Seiring berjalannya waktu, Masjid Lautze 2 Bandung mengalami berbagai perkembangan signifikan. Pada tahun 2017, dengan adanya kepengurusan baru, terutama dengan kepemimpinan Rahmat sebagai Ketua DKM, terjadi transformasi yang luar biasa.
Sejak pendiriannya di tahun 1997 hingga 2016, masjid ini beroperasi dengan waktu yang sangat terbatas. Masjid terbuka di waktu shalat dzuhur dan ashar. Namun, di tahun 2017 masjid yang awalnya berukuran 6x9 meter itu terbuka 24 jam sehari.
“Para pengurus ingin menjadikan masjid ini seperti masjid yang lain, yang buka 24 jam, makanya tahun 2017 kami membuka masjid ini selebar-lebarnya,” jelas Rahmat.
Kemajuan ini didorong oleh semangat untuk menjadikan Masjid Lautze 2 mirip dengan masjid-masjid lain yang menjadi pusat aktivitas ibadah sepanjang waktu. Sebuah langkah besar terjadi ketika yayasan memutuskan untuk membeli beberapa gedung di sekitar nomor 25, dengan dukungan sumbangan wakaf dari berbagai kalangan, termasuk dari non-Muslim.
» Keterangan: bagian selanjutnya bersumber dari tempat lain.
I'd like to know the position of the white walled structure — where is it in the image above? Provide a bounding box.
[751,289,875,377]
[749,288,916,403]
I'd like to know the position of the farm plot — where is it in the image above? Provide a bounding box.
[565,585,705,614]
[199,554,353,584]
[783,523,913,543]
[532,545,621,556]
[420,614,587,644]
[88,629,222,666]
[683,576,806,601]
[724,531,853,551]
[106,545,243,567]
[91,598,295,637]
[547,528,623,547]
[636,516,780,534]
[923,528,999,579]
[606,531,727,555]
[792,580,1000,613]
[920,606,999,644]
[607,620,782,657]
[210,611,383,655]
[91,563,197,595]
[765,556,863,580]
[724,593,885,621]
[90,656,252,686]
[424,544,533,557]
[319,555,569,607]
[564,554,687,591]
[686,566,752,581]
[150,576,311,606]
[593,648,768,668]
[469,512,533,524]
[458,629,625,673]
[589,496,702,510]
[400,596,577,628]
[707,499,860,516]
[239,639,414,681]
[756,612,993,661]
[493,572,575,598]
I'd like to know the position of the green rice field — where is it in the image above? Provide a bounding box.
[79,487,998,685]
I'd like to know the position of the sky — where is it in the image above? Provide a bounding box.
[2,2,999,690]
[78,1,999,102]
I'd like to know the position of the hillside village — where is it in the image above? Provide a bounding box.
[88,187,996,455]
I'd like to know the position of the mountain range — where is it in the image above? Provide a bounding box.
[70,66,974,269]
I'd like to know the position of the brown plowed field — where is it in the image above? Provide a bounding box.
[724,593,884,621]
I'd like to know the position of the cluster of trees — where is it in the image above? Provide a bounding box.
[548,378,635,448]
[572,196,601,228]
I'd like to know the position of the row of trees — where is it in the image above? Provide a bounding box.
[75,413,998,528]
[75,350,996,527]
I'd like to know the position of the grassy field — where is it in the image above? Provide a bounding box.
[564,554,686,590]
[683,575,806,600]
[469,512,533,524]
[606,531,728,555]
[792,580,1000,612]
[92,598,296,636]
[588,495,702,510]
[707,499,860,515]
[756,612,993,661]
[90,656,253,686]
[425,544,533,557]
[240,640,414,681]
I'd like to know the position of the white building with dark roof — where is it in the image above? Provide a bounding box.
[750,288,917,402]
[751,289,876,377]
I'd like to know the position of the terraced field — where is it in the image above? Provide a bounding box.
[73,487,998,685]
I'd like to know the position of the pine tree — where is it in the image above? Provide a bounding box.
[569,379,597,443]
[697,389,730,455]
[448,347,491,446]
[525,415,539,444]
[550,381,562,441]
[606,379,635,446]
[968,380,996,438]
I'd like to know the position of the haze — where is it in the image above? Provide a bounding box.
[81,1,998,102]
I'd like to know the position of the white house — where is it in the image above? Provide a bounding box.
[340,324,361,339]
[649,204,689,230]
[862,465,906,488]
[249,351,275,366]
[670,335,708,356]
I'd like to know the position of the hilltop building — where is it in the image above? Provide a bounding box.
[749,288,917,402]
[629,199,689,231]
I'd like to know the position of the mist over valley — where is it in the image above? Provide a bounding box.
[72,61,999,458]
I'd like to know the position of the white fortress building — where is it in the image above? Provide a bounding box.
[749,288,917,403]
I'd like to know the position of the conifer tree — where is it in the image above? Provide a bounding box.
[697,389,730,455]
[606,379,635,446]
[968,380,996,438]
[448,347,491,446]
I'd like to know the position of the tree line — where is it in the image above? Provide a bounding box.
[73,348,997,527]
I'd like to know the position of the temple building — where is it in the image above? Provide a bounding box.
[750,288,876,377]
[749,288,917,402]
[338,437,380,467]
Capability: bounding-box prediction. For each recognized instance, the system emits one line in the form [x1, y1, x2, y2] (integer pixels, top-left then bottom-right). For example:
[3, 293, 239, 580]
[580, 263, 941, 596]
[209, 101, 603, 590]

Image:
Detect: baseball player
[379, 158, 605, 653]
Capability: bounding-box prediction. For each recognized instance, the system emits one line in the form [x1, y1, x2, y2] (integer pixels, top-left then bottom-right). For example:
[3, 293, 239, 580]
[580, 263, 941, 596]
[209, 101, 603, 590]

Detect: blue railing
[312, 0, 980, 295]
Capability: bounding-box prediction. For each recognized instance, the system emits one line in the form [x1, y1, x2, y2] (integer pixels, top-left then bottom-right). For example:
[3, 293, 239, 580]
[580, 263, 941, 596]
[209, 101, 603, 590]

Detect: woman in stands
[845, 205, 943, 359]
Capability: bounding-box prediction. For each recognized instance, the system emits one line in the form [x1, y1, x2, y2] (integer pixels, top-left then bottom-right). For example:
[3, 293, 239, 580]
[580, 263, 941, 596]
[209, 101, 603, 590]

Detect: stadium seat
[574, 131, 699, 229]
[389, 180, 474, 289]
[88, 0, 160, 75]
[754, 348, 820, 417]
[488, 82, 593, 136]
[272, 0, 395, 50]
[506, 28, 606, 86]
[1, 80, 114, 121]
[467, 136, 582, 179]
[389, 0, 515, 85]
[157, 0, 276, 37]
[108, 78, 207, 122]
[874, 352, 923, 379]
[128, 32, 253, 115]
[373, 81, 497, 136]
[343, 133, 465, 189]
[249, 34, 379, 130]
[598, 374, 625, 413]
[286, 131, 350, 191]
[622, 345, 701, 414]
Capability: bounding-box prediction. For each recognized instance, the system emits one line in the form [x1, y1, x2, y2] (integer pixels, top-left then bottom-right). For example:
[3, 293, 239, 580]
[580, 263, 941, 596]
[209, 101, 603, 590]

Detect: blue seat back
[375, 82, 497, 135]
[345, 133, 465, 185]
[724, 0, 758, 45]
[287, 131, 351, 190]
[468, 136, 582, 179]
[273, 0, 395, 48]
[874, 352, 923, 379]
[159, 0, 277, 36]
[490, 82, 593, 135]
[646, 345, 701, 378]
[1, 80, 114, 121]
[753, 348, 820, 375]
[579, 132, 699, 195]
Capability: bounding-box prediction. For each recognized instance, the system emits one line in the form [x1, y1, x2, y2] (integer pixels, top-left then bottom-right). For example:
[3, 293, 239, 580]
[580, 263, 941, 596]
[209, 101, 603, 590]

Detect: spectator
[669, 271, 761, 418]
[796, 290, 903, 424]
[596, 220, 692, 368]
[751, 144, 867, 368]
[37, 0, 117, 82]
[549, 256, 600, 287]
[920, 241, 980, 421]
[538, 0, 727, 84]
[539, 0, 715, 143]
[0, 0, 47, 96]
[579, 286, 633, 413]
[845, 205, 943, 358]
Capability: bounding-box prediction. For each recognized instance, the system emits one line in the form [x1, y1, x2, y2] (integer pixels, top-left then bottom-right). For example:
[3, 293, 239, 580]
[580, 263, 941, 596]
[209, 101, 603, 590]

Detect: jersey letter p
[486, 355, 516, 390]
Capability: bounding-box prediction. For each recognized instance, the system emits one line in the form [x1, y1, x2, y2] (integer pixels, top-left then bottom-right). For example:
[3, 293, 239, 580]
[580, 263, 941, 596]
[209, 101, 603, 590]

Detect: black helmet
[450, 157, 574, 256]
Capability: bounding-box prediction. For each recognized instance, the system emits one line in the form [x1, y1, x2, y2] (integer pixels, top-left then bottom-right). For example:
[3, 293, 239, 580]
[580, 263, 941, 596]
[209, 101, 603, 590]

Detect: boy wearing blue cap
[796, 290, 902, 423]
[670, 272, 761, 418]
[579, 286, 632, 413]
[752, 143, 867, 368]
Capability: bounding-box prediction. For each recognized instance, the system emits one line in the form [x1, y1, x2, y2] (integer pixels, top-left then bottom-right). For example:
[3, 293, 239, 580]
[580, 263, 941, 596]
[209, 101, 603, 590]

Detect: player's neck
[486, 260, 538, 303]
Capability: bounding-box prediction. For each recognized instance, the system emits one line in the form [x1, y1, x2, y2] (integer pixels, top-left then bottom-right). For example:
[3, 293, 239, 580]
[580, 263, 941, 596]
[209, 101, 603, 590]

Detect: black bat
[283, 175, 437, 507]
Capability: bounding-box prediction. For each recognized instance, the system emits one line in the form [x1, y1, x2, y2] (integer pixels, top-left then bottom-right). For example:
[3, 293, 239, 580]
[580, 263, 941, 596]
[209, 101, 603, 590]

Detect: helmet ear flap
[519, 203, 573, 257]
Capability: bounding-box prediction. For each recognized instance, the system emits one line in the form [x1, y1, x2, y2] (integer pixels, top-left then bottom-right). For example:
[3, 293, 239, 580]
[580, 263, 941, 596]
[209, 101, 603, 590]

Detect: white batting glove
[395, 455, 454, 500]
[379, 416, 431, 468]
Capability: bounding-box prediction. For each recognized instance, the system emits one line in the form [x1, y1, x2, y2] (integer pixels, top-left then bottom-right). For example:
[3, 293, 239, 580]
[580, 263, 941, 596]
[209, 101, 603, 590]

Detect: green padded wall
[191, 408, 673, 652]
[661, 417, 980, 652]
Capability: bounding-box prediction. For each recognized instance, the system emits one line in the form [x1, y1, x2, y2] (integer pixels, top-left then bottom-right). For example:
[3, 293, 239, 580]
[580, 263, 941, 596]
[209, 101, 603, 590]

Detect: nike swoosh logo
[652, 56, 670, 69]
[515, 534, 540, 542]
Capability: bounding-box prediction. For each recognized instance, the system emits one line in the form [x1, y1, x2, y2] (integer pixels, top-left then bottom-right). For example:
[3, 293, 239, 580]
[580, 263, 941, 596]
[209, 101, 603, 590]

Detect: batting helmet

“Masjid Lautze 2 Bandung Jalan Tamblong Nomor 25, 27, 29, dan 31,” ujar dia.
“Seiringan dengan berjalannya waktu, yayasan membeli gedung yang ada di nomor 25 ini. Selama 16 tahun, Masjid Lautze 2 Bandung hanya ada 1 unit, kemudian kita beli di 2017-2018, kemudian kita beli juga di 2019,” imbuh dia.
Keterbukaan dan keberagaman
Satu hal yang membuat Masjid Lautze 2 unik adalah keterbukaannya terhadap keberagaman. Terletak lokasi yang strategis di pusat kota Bandung, masjid ini tidak memandang suku, ras, atau agama. Selain menerima wakaf dari kalangan Muslim, mereka juga menerima sumbangan dari kalangan non-Muslim, seperti Yayasan Marga Tionghoa Indonesia (PSMTI), Persatuan Umat Buddha Indonesia (Permabudhi), dan lainnya.
Selain itu, keberagaman juga tercermin dalam arsitektur bangunan, yang merupakan perpaduan antara gaya Timur Tengah dan Tiongkok. Ornamen bangunan didominasi warna merah dan kuning.
Rahmat menjelaskan, warna merah dan kuning yang mendominasi ornamen Masjid Lautze 2 tidak sekadar kebetulan. Ini adalah hasil perpaduan sengaja antara arsitektur Timur Tengah dan Tiongkok. Ornamen yang terinspirasi dari dua kebudayaan ini memberikan daya tarik estetika yang unik dan menggambarkan akulturasi yang harmonis.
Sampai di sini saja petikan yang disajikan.